Description: Technical lemma for bnj60 . This lemma may no longer be used or have become an indirect lemma of the theorem in question (i.e. a lemma of a lemma... of the theorem). (Contributed by Jonathan Ben-Naim, 3-Jun-2011) (New usage is discouraged.)

Ref Expression
Hypotheses bnj1497.1 
|- B = { d | ( d C_ A /\ A. x e. d _pred ( x , A , R ) C_ d ) }
bnj1497.2 
|- Y = <. x , ( f |` _pred ( x , A , R ) ) >.
bnj1497.3 
|- C = { f | E. d e.
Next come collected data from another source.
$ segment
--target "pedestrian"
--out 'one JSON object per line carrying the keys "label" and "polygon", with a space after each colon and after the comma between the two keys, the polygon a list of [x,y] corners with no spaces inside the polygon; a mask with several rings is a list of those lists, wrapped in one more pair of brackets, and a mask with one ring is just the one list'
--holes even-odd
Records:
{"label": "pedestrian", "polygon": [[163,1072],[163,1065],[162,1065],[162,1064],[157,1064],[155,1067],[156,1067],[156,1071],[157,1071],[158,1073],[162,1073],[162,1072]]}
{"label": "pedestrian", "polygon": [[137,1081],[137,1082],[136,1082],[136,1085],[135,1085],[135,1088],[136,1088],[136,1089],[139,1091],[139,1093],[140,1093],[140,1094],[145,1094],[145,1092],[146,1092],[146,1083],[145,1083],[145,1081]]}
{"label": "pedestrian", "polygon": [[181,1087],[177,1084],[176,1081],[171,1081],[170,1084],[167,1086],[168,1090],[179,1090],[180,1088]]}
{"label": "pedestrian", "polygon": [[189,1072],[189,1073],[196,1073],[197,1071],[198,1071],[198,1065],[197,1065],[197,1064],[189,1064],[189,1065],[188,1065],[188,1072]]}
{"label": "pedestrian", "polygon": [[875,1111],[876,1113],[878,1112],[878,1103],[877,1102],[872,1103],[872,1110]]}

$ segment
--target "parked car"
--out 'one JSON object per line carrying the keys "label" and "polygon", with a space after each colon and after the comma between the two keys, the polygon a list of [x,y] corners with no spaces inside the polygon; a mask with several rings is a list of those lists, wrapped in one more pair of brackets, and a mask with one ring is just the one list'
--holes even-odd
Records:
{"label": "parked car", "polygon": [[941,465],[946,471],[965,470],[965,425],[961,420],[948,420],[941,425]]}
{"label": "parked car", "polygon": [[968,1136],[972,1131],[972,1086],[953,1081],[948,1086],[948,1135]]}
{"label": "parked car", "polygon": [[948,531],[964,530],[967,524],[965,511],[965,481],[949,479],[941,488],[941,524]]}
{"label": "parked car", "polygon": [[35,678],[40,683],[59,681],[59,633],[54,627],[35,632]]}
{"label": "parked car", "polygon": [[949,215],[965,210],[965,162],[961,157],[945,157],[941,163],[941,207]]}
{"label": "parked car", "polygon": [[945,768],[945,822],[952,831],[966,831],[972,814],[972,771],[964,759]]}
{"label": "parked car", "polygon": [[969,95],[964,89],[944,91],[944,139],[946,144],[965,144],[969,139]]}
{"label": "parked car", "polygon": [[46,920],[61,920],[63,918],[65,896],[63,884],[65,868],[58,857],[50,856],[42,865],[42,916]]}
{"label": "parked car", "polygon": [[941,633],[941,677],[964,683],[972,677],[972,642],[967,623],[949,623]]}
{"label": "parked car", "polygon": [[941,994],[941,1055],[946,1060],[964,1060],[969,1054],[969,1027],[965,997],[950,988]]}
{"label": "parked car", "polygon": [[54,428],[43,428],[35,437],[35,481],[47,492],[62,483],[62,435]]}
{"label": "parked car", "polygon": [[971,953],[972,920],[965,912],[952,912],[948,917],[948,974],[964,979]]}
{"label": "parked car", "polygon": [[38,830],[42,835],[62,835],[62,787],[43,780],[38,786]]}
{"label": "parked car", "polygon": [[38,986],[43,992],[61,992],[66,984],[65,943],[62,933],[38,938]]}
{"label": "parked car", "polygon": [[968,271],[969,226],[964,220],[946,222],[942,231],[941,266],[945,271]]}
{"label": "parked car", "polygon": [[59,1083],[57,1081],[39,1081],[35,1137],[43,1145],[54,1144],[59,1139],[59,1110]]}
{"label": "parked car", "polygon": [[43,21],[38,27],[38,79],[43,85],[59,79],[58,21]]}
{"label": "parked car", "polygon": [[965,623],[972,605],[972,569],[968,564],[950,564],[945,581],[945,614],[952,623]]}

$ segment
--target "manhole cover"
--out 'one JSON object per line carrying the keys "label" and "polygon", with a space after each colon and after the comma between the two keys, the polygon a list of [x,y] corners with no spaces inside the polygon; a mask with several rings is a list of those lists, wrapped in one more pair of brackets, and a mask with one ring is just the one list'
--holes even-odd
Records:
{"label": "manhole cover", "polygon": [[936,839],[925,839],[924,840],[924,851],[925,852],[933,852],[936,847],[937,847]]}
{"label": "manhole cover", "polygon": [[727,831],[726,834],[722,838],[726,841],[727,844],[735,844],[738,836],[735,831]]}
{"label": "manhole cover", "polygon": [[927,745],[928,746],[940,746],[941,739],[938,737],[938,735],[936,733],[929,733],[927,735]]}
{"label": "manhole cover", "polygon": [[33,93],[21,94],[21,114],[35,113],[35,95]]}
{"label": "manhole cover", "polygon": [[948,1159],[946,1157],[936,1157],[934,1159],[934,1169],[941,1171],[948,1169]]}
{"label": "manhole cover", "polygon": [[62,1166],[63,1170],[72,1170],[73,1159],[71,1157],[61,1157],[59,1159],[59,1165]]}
B ( f Fn d /\ A. x e. d ( f ` x ) = ( G ` Y ) ) }
Assertion bnj1497 
|- A. g e. C Fun g

Proof

Step Hyp Ref Expression
1 bnj1497.1 
 |-  B = { d | ( d C_ A /\ A. x e. d _pred ( x , A , R ) C_ d ) }
2 bnj1497.2 
 |-  Y = <. x , ( f |` _pred ( x , A , R ) ) >.
3 bnj1497.3 
 |-  C = { f | E. d e. B ( f Fn d /\ A. x e. d ( f ` x ) = ( G ` Y ) ) }
4 3 bnj1317 
 |-  ( g e. C -> A. f g e. C )
5 4 nf5i 
 |-  F/ f g e. C
6 nfv 
 |-  F/ f Fun g
7 5 6 nfim 
 |-  F/ f ( g e. C -> Fun g )
8 eleq1w 
 |-  ( f = g -> ( f e. C <-> g e. C ) )
9 funeq 
 |-  ( f = g -> ( Fun f <-> Fun g ) )
10 8 9 imbi12d 
 |-  ( f = g -> ( ( f e. C -> Fun f ) <-> ( g e. C -> Fun g ) ) )
11 3 bnj1436 
 |-  ( f e. C -> E. d e. B ( f Fn d /\ A. x e. d ( f ` x ) = ( G ` Y ) ) )
12 11 bnj1299 
 |-  ( f e. C -> E. d e. B f Fn d )
13 fnfun 
 |-  ( f Fn d -> Fun f )
14 12 13 bnj31 
 |-  ( f e. C -> E. d e. B Fun f )
15 14 bnj1265 
 |-  ( f e. C -> Fun f )
16 7 10 15 chvarfv 
 |-  ( g e. C -> Fun g )
17 16 rgen 
 |-  A. g e. C Fun g